Global Warming and the Spread of Tropical Diseases

Commentary by H. Sterling Burnett

A recent study published in Science links global warming to a number of epidemics in plant, animal and human communities around the world. Its authors argue that among the deadly results of the earth's current warming trend are unusual weather patterns that favor "opportunistic pests" - rodents, parasitic insects, bacteria and fungi - which often carry and transmit tropical diseases, including cholera, dengue fever, yellow fever and malaria. They further argue that if these pests enter new regions such as the United States, the diseases they carry may spread dramatically.

With the multitude of other environmental and climate factors that affect the range and survival of tropical diseases, it is hard to conclusively tie the current outbreaks within plant and animal communities to human caused global warming.

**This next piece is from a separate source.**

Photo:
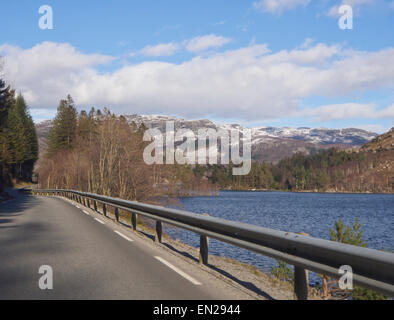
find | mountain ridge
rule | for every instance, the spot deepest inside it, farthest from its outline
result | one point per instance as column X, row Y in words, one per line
column 269, row 144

What is clear, however, is that while a warm climate is a necessary condition for mosquitoes and many other pests that can carry diseases such as malaria and dengue fever, it is not sufficient for the diseases to become epidemic - at least not among human populations. Indeed, tropical diseases were fairly common in the United States during the last century, with widespread outbreaks of malaria and yellow fever in cities as far north as New York City and Baltimore and even in the state of Minnesota, at a time when temperatures were significantly cooler than they are today.

But despite the current warmer temperatures, these diseases are either rare or non-existent in the U.S. This is true even though right across the U.S. border, diseases may be raging. For example, while dengue fever wreaked havoc in Reynosa, Mexico (2,361 confirmed cases) in 1995, the entire United States had only 86 cases (all in Texas), all but eight of which were imported by immigrants arriving with the disease. In the U.S., while ground level temperature levels were increasing, malaria cases fell from 63,000 in 1945 to only 2,000 in 1950; and most new U.S. cases are the result of immigrants, foreign travelers and U.S. citizens returning from travel in the tropics.

Reinforcing the point that climate is not a primary determinant in the prevalence of tropical diseases is the fact that Singapore, a tropical country just 2 degrees from the equator, reported no malaria cases in 1992, while Malaysia, a nation that borders Singapore, reported 36,853 malaria cases, and the multi-island nation of Indonesia, which surrounds Singapore on three sides, reported more than 13,000 cases.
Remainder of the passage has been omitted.